# Grad Night



## Lina (Apr 26, 2007)

Hitchcock has finally graduated from puppy class! He did SO well and was the star of the class in a lot of the taught behaviors. He does particularly well with sit/down and is the only one who knows stay and wait as I taught him that outside of class. He RUNS to me for "touch" even across a 20 foot room and his impulse control is also perfect. He looks at me every time I drop a treat to wait for me to say "okay" so he can eat it. What a good boy!  I couldn't have asked for a better dog to train... he's SO smart and SO eager to please. Kubrick did just as well as Hitch in HIS puppy class so I'm excited that I have two very very smart pups. 
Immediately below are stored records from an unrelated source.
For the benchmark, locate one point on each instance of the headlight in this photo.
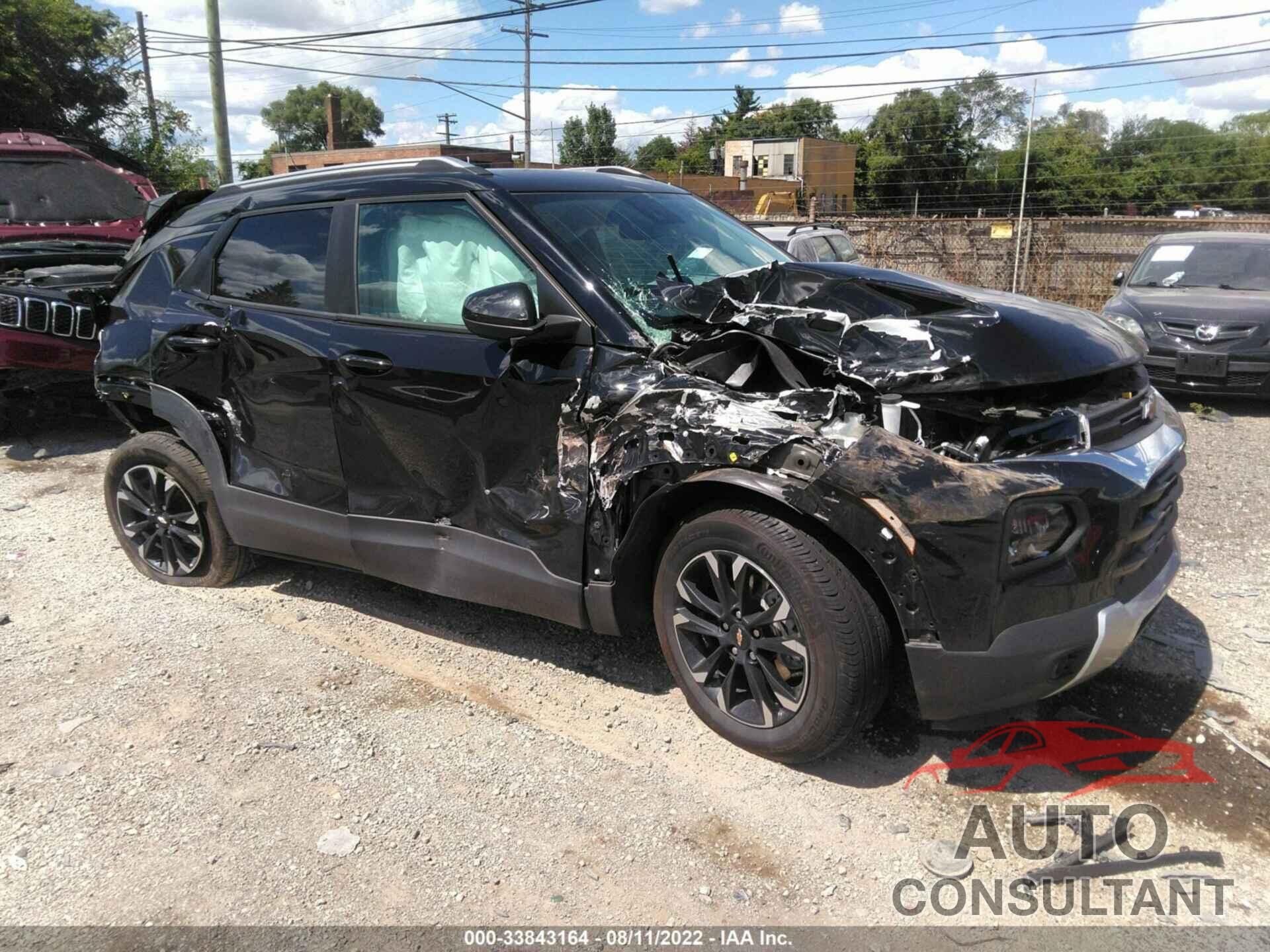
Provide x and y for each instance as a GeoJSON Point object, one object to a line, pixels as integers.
{"type": "Point", "coordinates": [1037, 530]}
{"type": "Point", "coordinates": [1124, 323]}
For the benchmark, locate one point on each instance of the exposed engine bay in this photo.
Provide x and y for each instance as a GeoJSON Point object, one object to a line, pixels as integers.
{"type": "Point", "coordinates": [925, 362]}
Here's Hitch with his doggy diploma... sorry about the not so great pictures... bad lighting and all. Plus, his hair is a mess from having played all day and then been in class, but I still think he's cute.


----------



## luv3havs (Jul 27, 2007)

What a smart little cutie!
Congratulations to you both!


----------



## Ditto's Mom (Apr 29, 2007)

Congratulations Hitch, great job.::clap2::clap2:


----------



## mintchip (Apr 19, 2007)

:cheer2: Congratulations Hitch!! :cheer2:


----------



## Evye's Mom (Dec 16, 2008)

So proud of you Hitch !!! What a good boy (and your Mom really has the top knot down pat). Congratulations to you both.


----------



## Evye's Mom (Dec 16, 2008)

And not only smart, but so darn cute.


----------



## Kathie (Jul 31, 2008)

Congratulations, Hitch! He looks sooo pleased with himself in that first picture - what a cutie!

Kathie


----------



## Beamer (Jan 29, 2007)

Congrats Hitchcock!!! good show! 

Ryan


----------



## juliav (Nov 21, 2006)

Way to go Hitch!!!!


----------



## LuvCicero (Mar 31, 2008)

Congrats to a smart boy and good Mom!!


----------



## Sissygirl (Aug 8, 2007)

Congratulations!!! Great pics!


----------



## mimismom (Feb 15, 2009)

Congratulations!!! He looks so cute!


----------



## maryam187 (Jul 18, 2007)

Him so cute, good job.


----------



## Posh's Mom (Dec 20, 2007)

way to go!


----------



## Sheri (Oct 11, 2008)

Congratulations! He looks proud and happy in his pictures!


----------



## Salsa's Mom (Mar 18, 2008)

Congratulations Hitch! What a cute smartypants!!!


----------



## Amy R. (Jul 1, 2007)

Congrats to Hitch!! What a stellar graduate. He looks so cute!!


----------



## sweater32 (Dec 12, 2008)

Congrats!! What a smart boy and smart mom too!


----------



## Leeann (Feb 28, 2007)

Congrats Hitchcock & Carolina, you make a wonderful team together.


----------



## Scooter's Family (May 23, 2008)

Brains and good looks!!!


----------



## lfung5 (Jun 30, 2007)

Yeah, Hitchcock!!!! You must be so proud. He looks so sweet with his topknot!


----------



## gelbergirl (Jun 9, 2007)

great work!


----------



## marb42 (Oct 19, 2008)

Congrats to Lina and Hitchcock on a job so well done. What a smart little guy!
Gina


----------



## Laurief (Nov 7, 2006)

GREAT JOB HITCH!!


----------



## mckennasedona (Feb 20, 2007)

Awww, congratulations Hitch!


----------



## HavaBaloo (Mar 24, 2009)

Yeah! Congrats Hitch, what a smart boy you are!


----------



## hedygs (May 23, 2007)

Congratulations Hitch! We all knew you'd be a star.


----------



## Leslie (Feb 28, 2007)

What a model student! :first: Way to go, Hitch!!! :cheer2:


----------



## Dawna (Aug 3, 2006)

Awwww Cool!!!:first:


----------



## Havtahava (Aug 20, 2006)

That's great Carolina! It sounds like he's almost ready to pass his CGC. Have you considered that? Have you done the CGC test with Kubrick? 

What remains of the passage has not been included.